According to Chihuahua farmers leader Victor Quintana at least 40 secret arrest warrants are pending for local social activists in that northern state.


The failure of Mexico’s National Human Rights Commission (CNDH) to aggressively challenge such egregious violations was recently critiqued by the Washington-based Human Rights Watch.  In an unprecedented “special” report, the CNDH was blasted for abdicating its responsibilities to social activists victimized at Atenco and in Oaxaca and Chiapas.  Similarly, the Mexican Supreme Court, which has investigative powers, appears to have abandoned announced probes into the abuses in Oaxaca and Atenco.

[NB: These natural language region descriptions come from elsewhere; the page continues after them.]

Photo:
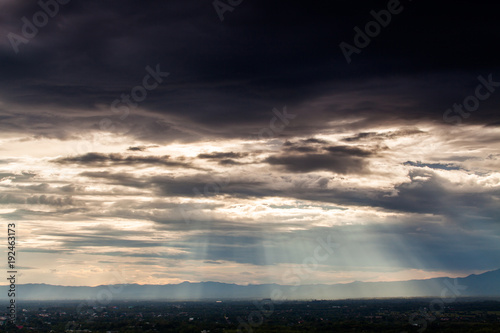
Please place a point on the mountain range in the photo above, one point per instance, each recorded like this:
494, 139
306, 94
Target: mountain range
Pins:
482, 285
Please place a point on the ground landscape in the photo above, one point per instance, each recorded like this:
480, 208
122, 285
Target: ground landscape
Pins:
249, 166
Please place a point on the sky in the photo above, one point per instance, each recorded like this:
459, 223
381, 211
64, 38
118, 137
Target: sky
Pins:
249, 142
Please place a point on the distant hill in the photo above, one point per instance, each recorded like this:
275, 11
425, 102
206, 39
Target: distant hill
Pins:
482, 285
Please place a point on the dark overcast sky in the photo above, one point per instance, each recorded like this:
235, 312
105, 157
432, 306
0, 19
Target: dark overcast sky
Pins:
205, 178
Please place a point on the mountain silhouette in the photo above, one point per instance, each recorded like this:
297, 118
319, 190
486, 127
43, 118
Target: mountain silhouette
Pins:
481, 285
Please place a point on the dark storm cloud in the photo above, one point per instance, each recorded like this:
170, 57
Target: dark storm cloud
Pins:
119, 159
36, 200
141, 148
258, 58
439, 166
382, 136
219, 155
338, 159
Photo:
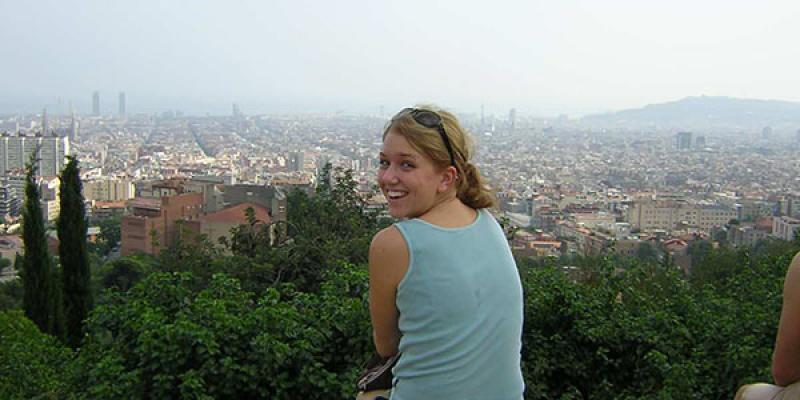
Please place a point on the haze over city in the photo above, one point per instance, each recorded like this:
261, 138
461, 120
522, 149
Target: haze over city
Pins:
543, 58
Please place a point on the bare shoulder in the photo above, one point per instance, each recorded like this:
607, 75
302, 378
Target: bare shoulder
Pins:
389, 241
388, 253
793, 274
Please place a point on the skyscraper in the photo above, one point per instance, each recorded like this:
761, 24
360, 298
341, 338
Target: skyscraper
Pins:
44, 122
15, 151
96, 104
74, 126
121, 104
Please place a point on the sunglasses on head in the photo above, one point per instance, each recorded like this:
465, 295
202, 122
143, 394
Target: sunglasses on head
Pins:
431, 120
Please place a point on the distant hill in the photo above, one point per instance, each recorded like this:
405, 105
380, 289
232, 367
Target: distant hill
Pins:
707, 111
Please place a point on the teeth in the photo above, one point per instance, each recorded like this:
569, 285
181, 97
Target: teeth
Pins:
396, 194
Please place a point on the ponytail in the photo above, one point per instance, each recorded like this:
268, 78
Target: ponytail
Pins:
472, 190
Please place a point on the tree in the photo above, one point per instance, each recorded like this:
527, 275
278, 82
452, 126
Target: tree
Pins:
39, 277
76, 275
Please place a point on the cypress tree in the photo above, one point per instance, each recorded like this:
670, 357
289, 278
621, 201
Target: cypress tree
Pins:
40, 300
75, 273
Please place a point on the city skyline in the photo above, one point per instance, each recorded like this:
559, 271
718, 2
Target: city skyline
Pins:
546, 59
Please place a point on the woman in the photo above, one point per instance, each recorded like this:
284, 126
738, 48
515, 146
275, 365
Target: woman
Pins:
444, 288
786, 355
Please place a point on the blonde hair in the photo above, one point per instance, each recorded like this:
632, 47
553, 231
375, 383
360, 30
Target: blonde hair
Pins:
471, 188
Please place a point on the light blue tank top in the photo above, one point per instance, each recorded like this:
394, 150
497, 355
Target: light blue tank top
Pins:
460, 306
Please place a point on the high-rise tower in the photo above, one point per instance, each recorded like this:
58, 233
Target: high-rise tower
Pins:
121, 104
44, 122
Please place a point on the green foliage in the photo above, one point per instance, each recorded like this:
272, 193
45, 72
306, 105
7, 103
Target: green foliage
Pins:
32, 364
42, 293
11, 294
329, 228
164, 339
109, 237
286, 316
123, 273
74, 258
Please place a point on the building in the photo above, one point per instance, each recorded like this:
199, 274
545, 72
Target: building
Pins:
296, 161
785, 227
9, 200
108, 190
96, 104
15, 152
745, 235
45, 127
649, 214
683, 140
122, 104
152, 223
74, 127
268, 196
710, 216
219, 224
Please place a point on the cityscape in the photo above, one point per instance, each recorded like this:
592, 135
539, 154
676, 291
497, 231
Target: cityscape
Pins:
197, 202
570, 187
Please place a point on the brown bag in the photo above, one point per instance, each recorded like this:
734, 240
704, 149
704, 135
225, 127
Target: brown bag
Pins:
378, 374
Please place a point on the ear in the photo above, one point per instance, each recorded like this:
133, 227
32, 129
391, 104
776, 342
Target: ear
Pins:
449, 178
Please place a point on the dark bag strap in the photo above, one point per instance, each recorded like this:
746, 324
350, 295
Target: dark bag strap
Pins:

Rosario Ibarra, whose son was taken during the “dirty war” of the 1970s in which hundreds of social activists were disappeared after being captured by security forces, compares Calderon’s campaign to criminalize social protest with that dark moment in Mexico’s history.

Indeed, one of the architects of that first dirty war, General Mario Arturo Acosta Chaparro, accused of personally executing 20 campesinos in Guerrero where he headed the state police, and organizing death flights (“Vuelos de Muerte”) from an Acapulco air force base that dumped the bodies of 148 missing rebels in the Pacific Ocean between 1974 and 1978, was recently retired from the Mexican military with full honors.

Chaparro’s career was “faithful testimony to a patriotic life” his peers decreed, lauding the General’s “spirit of dedication to Mexico and its institutions.”

As Lady Justice gives up the ghost here, that description is being chiseled into her tombstone.